Le CAE souhaite une refonte des taxes sur les banques européennes
L’harmonisation fiscale européenne peine à se matérialiser. C’est dans le but de remédier à la concurrence fiscale au sein des Etats qui engendre «de multiples distorsions nuisibles à l’efficacité économique» que le Conseil d’analyse économique (CAE) a publié hier une note qui prône la relance de l’assiette commune consolidée pour l’impôt sur le bénéfice des sociétés (ACCIS), «éventuellement à travers une coopération renforcée ou une initiative ad hoc d’Etats membres volontaires». Un projet qui a néanmoins déjà suscité de fortes réticences de la part du Royaume-Uni mais également des Pays-Bas, de l’Autriche, du Luxembourg et de l’Irlande.
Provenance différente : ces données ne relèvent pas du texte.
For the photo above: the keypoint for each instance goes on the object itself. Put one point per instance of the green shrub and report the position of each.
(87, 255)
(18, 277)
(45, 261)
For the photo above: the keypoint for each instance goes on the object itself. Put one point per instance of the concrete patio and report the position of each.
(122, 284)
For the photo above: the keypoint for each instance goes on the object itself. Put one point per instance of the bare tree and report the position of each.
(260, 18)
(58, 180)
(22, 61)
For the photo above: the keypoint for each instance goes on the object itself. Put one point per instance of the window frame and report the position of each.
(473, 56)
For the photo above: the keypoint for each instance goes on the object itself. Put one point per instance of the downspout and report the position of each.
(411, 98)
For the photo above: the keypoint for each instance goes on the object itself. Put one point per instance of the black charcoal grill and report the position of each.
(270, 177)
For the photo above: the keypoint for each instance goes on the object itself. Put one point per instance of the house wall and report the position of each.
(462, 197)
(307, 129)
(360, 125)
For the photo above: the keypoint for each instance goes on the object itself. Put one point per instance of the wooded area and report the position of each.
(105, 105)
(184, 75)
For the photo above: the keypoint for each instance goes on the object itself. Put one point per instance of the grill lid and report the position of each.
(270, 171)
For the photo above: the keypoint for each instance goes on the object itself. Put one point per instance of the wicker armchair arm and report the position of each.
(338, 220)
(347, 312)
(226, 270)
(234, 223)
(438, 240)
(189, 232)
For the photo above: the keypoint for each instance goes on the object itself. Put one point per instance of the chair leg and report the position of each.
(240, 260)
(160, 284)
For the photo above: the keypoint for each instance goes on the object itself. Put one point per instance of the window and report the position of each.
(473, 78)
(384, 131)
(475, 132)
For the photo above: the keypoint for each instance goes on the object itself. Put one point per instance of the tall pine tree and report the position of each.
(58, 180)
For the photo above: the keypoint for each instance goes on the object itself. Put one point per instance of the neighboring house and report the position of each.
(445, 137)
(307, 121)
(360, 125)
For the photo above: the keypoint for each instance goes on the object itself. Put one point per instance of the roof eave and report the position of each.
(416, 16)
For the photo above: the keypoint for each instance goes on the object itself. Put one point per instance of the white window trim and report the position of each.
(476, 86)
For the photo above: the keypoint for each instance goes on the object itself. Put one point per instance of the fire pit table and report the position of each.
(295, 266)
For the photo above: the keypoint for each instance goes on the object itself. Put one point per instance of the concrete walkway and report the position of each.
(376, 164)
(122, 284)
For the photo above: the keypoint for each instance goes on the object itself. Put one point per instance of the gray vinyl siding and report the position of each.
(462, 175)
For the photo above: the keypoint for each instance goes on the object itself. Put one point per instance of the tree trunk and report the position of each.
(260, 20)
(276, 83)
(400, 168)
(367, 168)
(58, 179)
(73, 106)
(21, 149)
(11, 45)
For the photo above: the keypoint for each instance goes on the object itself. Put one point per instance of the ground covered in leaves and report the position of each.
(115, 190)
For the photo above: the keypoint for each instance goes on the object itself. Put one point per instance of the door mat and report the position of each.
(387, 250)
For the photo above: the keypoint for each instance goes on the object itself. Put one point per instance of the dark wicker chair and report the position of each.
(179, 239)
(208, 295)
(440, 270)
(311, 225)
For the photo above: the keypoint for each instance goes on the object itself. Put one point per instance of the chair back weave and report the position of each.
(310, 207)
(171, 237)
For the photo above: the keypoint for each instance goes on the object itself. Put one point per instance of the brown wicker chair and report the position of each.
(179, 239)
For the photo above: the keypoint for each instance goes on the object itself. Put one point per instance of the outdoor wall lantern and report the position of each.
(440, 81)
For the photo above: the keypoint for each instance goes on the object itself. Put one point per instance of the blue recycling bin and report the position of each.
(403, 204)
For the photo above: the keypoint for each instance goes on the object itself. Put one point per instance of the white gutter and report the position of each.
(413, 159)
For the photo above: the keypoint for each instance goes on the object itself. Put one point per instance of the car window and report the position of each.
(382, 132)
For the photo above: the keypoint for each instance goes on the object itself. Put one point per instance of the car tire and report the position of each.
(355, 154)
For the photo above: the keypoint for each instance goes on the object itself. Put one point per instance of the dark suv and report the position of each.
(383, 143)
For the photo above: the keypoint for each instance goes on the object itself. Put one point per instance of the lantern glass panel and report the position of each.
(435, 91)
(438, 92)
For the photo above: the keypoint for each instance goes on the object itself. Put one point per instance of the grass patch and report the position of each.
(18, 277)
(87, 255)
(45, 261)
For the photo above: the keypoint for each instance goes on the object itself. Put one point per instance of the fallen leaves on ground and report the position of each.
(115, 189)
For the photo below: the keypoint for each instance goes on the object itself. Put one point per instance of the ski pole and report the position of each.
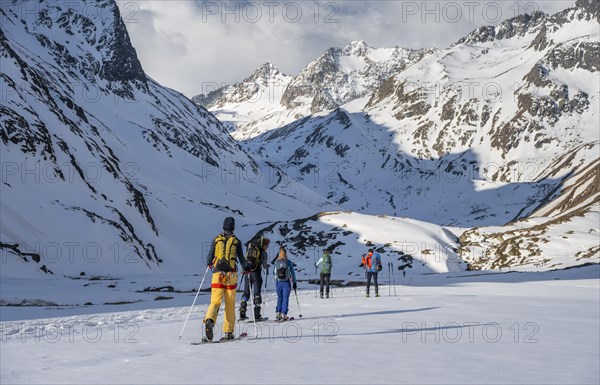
(389, 280)
(267, 280)
(253, 310)
(297, 302)
(317, 282)
(393, 277)
(193, 303)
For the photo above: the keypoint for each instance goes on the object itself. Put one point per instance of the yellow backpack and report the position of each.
(225, 253)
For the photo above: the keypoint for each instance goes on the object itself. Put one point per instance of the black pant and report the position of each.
(255, 279)
(325, 279)
(372, 274)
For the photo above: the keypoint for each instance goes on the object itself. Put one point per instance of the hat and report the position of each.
(229, 224)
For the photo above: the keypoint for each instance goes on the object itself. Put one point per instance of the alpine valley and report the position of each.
(473, 170)
(482, 155)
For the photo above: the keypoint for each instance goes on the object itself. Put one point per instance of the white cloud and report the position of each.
(191, 45)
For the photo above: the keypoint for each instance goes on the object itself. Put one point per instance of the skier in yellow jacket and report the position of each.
(221, 259)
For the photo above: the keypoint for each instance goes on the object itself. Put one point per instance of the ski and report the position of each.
(220, 341)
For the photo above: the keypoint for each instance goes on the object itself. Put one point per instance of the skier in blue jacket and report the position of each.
(285, 280)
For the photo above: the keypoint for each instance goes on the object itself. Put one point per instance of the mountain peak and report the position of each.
(591, 6)
(357, 47)
(266, 71)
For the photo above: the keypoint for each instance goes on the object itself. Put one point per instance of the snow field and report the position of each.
(495, 328)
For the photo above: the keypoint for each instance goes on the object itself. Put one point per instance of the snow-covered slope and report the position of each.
(512, 328)
(104, 170)
(415, 246)
(269, 99)
(476, 134)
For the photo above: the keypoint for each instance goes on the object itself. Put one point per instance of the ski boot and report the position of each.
(257, 315)
(209, 325)
(243, 306)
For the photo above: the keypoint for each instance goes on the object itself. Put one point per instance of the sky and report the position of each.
(197, 46)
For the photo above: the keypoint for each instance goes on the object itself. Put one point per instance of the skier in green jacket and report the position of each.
(326, 265)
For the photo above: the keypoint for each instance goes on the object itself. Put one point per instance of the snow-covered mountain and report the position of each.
(104, 171)
(482, 133)
(269, 99)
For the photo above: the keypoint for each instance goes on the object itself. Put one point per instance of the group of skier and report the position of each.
(226, 251)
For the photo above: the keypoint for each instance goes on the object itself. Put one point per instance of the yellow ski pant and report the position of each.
(223, 285)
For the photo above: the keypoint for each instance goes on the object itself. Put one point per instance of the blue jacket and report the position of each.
(291, 271)
(370, 263)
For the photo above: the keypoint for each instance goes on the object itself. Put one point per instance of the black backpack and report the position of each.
(253, 254)
(282, 270)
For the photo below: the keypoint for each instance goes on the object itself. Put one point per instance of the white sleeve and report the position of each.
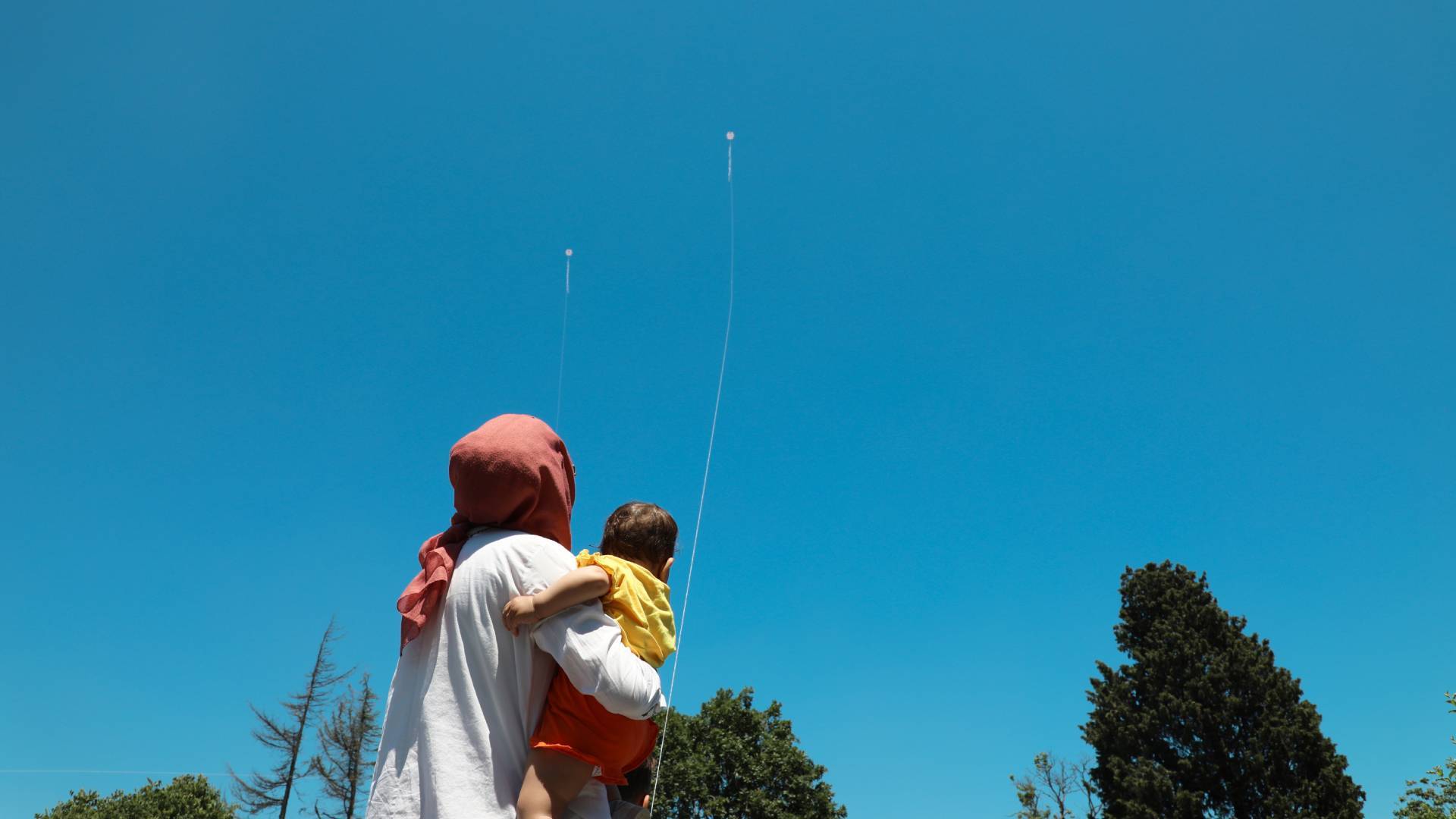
(587, 646)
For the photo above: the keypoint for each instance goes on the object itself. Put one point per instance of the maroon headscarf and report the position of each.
(514, 474)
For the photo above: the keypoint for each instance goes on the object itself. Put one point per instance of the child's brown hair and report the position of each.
(641, 532)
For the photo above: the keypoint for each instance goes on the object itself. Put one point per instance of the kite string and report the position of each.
(561, 369)
(702, 494)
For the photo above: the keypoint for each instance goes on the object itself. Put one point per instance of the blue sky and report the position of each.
(1027, 293)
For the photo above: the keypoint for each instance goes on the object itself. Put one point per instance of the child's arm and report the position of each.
(577, 586)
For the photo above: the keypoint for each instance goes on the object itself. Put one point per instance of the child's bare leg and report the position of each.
(552, 780)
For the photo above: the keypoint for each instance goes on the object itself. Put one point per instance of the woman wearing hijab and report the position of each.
(466, 692)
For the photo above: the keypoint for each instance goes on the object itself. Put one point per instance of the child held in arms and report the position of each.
(577, 738)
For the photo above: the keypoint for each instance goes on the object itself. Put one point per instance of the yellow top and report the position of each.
(638, 602)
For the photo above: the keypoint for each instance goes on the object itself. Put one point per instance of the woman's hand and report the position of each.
(520, 611)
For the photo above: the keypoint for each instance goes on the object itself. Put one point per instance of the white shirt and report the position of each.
(466, 694)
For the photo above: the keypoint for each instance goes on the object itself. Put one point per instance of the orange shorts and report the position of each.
(579, 726)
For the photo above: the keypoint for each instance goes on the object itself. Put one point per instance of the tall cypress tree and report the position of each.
(1201, 723)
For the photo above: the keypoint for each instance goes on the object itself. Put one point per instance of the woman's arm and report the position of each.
(587, 645)
(577, 586)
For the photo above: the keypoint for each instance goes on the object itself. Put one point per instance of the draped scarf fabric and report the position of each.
(513, 472)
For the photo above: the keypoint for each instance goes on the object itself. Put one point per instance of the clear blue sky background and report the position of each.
(1025, 293)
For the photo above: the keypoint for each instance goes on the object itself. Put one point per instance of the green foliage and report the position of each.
(1201, 723)
(734, 761)
(185, 798)
(1433, 796)
(1057, 781)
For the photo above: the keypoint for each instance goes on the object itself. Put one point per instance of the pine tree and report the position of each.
(346, 741)
(733, 760)
(1201, 723)
(185, 798)
(284, 736)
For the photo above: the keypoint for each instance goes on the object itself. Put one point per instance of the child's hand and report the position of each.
(520, 611)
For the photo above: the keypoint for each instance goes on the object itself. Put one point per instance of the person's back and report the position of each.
(466, 694)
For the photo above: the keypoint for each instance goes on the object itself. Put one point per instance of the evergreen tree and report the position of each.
(347, 739)
(284, 736)
(1201, 723)
(1433, 796)
(733, 760)
(185, 798)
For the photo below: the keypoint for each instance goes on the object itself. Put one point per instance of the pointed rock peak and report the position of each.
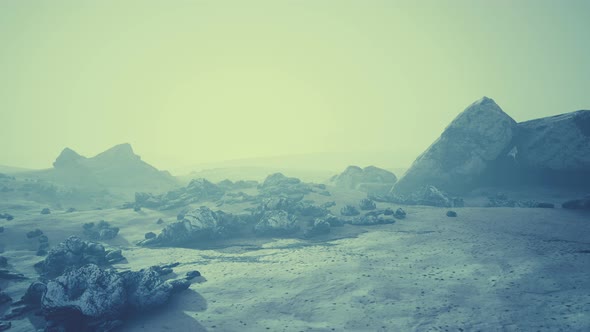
(67, 157)
(121, 150)
(484, 101)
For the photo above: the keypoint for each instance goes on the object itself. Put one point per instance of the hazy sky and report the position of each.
(189, 82)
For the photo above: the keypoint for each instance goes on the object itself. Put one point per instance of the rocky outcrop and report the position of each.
(101, 231)
(370, 179)
(197, 225)
(198, 190)
(72, 253)
(90, 298)
(464, 151)
(276, 223)
(550, 151)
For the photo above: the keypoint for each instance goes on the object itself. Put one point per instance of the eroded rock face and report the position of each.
(72, 253)
(370, 179)
(463, 152)
(90, 298)
(200, 224)
(276, 222)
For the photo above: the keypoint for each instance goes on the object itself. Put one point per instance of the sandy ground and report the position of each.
(489, 269)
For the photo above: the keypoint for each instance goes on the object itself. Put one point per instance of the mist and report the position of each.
(294, 165)
(211, 81)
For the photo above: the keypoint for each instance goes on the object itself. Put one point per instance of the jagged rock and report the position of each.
(279, 184)
(72, 253)
(370, 179)
(463, 152)
(35, 233)
(83, 297)
(552, 151)
(320, 227)
(578, 204)
(367, 204)
(4, 298)
(400, 213)
(200, 224)
(114, 256)
(328, 204)
(7, 275)
(93, 299)
(276, 223)
(192, 274)
(102, 231)
(198, 190)
(349, 210)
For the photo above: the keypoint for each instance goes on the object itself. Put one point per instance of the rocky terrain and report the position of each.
(463, 241)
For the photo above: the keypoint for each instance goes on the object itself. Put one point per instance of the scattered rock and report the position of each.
(367, 204)
(276, 223)
(349, 210)
(320, 227)
(35, 233)
(72, 253)
(370, 179)
(102, 231)
(400, 213)
(200, 224)
(577, 204)
(464, 151)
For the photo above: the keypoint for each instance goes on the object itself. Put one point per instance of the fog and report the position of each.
(197, 83)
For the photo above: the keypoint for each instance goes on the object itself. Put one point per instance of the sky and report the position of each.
(193, 82)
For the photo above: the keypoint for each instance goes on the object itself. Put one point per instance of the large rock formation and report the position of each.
(553, 150)
(117, 169)
(370, 179)
(464, 151)
(484, 147)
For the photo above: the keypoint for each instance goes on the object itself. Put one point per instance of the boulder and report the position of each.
(367, 204)
(465, 150)
(201, 224)
(276, 223)
(553, 151)
(349, 211)
(72, 253)
(370, 179)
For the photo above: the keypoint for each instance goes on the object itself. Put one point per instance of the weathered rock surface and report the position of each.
(198, 190)
(276, 223)
(90, 298)
(370, 179)
(72, 253)
(200, 224)
(463, 152)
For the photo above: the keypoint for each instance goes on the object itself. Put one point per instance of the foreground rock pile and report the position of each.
(79, 291)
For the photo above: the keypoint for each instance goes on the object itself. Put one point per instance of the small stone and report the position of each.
(451, 214)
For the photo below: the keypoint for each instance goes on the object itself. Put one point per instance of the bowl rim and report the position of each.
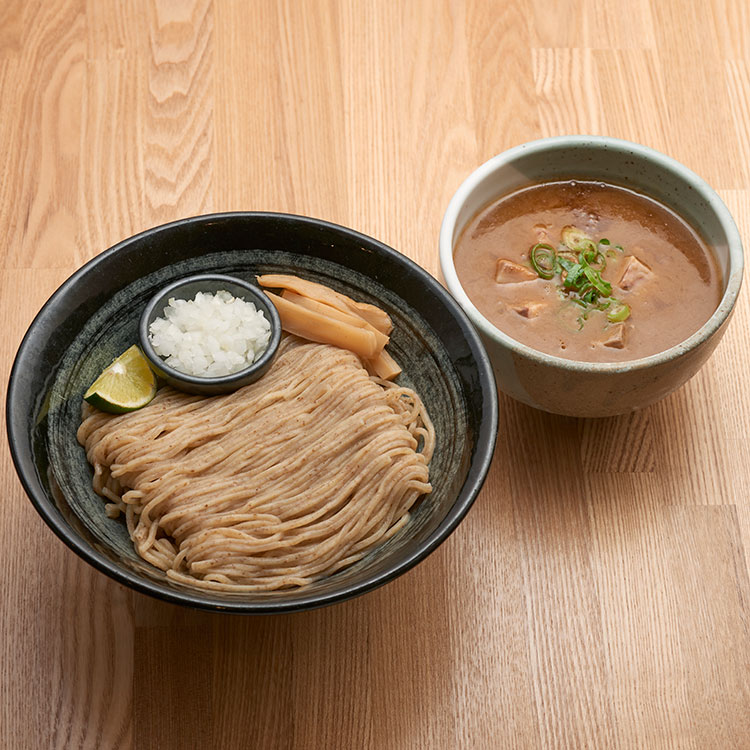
(601, 143)
(19, 439)
(259, 299)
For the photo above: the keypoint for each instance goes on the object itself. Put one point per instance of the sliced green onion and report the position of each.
(542, 259)
(572, 280)
(603, 287)
(619, 312)
(575, 239)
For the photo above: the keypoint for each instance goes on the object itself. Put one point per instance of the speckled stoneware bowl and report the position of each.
(209, 283)
(590, 389)
(94, 316)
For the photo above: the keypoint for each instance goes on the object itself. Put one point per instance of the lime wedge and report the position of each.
(126, 385)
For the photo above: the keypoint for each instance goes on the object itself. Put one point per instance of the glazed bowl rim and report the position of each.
(601, 143)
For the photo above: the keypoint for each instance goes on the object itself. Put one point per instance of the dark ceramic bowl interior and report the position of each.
(210, 284)
(95, 315)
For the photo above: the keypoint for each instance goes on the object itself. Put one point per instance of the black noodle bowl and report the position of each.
(94, 316)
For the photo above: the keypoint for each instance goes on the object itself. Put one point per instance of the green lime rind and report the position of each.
(126, 385)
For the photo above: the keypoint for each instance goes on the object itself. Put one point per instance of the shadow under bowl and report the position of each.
(95, 315)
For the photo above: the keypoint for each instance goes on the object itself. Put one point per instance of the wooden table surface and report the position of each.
(599, 601)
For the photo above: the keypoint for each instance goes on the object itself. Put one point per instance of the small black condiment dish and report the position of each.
(186, 289)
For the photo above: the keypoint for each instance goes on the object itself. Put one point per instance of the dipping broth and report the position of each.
(588, 271)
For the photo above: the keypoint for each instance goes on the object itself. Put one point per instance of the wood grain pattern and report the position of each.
(598, 593)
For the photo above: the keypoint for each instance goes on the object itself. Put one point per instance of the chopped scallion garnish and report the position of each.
(542, 259)
(579, 262)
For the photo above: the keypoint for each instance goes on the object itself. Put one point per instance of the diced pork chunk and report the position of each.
(634, 273)
(508, 272)
(615, 336)
(528, 309)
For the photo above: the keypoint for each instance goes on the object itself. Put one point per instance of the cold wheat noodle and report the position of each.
(273, 486)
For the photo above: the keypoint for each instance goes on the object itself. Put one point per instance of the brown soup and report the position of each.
(588, 271)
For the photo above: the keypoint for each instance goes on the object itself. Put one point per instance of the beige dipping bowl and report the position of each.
(596, 389)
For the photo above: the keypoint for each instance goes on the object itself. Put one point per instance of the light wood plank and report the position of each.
(597, 593)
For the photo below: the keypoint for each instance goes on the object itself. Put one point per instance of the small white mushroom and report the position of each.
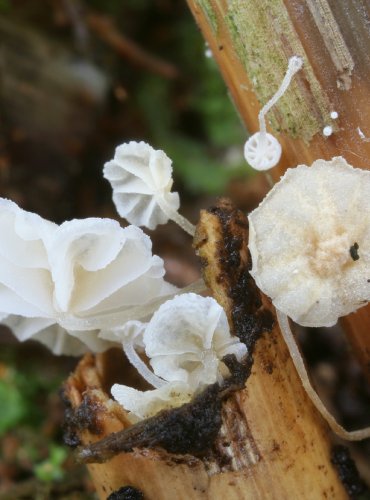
(310, 242)
(62, 284)
(185, 341)
(141, 178)
(327, 131)
(262, 150)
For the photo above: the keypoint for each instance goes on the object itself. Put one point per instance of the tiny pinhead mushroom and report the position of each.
(141, 179)
(185, 341)
(262, 150)
(310, 242)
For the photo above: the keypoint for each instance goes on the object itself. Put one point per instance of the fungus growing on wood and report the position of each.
(262, 150)
(185, 341)
(141, 179)
(310, 248)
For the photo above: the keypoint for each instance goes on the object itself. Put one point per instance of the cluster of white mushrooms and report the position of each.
(90, 284)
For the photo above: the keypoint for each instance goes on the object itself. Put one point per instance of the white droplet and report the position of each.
(327, 131)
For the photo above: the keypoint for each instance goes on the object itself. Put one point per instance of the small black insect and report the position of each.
(354, 251)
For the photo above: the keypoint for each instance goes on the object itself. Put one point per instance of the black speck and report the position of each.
(347, 472)
(354, 251)
(126, 493)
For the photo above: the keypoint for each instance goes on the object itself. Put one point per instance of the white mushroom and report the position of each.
(262, 150)
(145, 404)
(310, 242)
(141, 178)
(62, 284)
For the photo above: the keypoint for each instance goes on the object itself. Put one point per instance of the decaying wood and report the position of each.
(252, 42)
(270, 444)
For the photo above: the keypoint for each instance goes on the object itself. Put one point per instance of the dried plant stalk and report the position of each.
(271, 444)
(252, 42)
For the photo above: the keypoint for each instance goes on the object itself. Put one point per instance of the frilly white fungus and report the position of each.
(145, 404)
(262, 150)
(55, 280)
(310, 242)
(141, 178)
(187, 338)
(185, 341)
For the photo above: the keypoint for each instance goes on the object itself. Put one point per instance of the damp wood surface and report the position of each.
(271, 442)
(252, 41)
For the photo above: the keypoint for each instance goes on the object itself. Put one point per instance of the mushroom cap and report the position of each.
(310, 242)
(141, 178)
(78, 271)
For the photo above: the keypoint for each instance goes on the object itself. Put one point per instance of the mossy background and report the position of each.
(67, 99)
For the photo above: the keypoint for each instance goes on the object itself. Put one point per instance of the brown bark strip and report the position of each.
(252, 41)
(271, 443)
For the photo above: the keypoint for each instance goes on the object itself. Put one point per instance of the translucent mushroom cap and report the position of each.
(141, 178)
(310, 242)
(62, 284)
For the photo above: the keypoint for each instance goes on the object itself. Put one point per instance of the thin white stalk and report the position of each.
(114, 319)
(294, 65)
(141, 367)
(181, 221)
(303, 375)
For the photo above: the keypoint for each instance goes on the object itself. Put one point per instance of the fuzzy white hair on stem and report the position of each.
(141, 179)
(310, 246)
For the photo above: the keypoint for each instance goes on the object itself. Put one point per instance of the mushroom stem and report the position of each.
(141, 367)
(312, 394)
(181, 221)
(295, 64)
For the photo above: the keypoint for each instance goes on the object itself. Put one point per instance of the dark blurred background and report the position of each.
(77, 78)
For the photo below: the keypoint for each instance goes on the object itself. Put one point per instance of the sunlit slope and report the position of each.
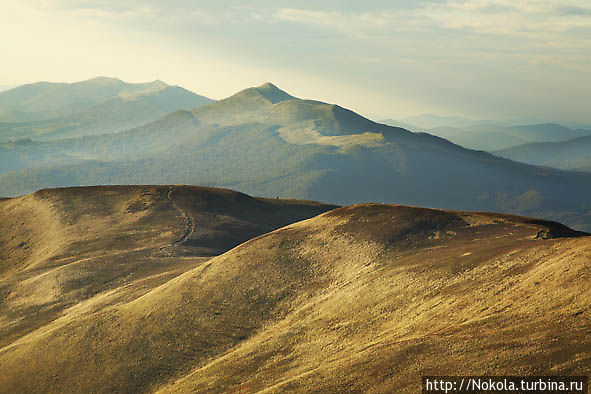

«Il existe déjà d’importants gains d’efficacité à obtenir d’une harmonisation et d’une consolidation des assiettes», notamment pour réduire les distorsions induites par la déductibilité des intérêts d’emprunts, indique néanmoins le CAE. Mais également pour éliminer plusieurs canaux d’optimisation et améliorer la capacité des multinationales à reporter leurs pertes, ainsi que pour réduire les coûts de mise en conformité supportés par les entreprises.
Dans le cadre de la mise en place de l’Union bancaire, le CAE souhaite également l’introduction d’un volet fiscal spécifique aux banques européennes, avec une fusion de toutes les taxes et contributions spécifiques à l’activité bancaire (hors IS) en une taxe unique sur l’activité financière et transférée dans le fonds de résolution unique. Une taxe de 5% permettrait ainsi de lever entre 10,6 et 23,4 milliards d’euros par an en fonction de l’assiette choisie.
En outre, une fois ces mesures mises en œuvre, le CAE souhaite l’instauration d’un IS minimum sur les banques dont les recettes, estimées à environ 20 milliards d’euros, seront transférées au budget de la zone euro. «Chaque Etat membre pourrait prélever une taxe nationale additionnelle pour atteindre son propre taux d’IS et ainsi ne pas traiter différemment les banques du reste de l’économie», précise le rapport.
Le rapport constate déjà une convergence progressive des mécanismes de redistribution au sein des principaux pays européens jusqu’en 2010, les pays scandinaves étant devenus moins redistributifs et l’Italie davantage.
Dans le même temps, les pays européens ont fortement baissé leur taux d’imposition moyen sur les bénéfices et sur les revenus, avec une hausse parallèle de la TVA entamée depuis 2008.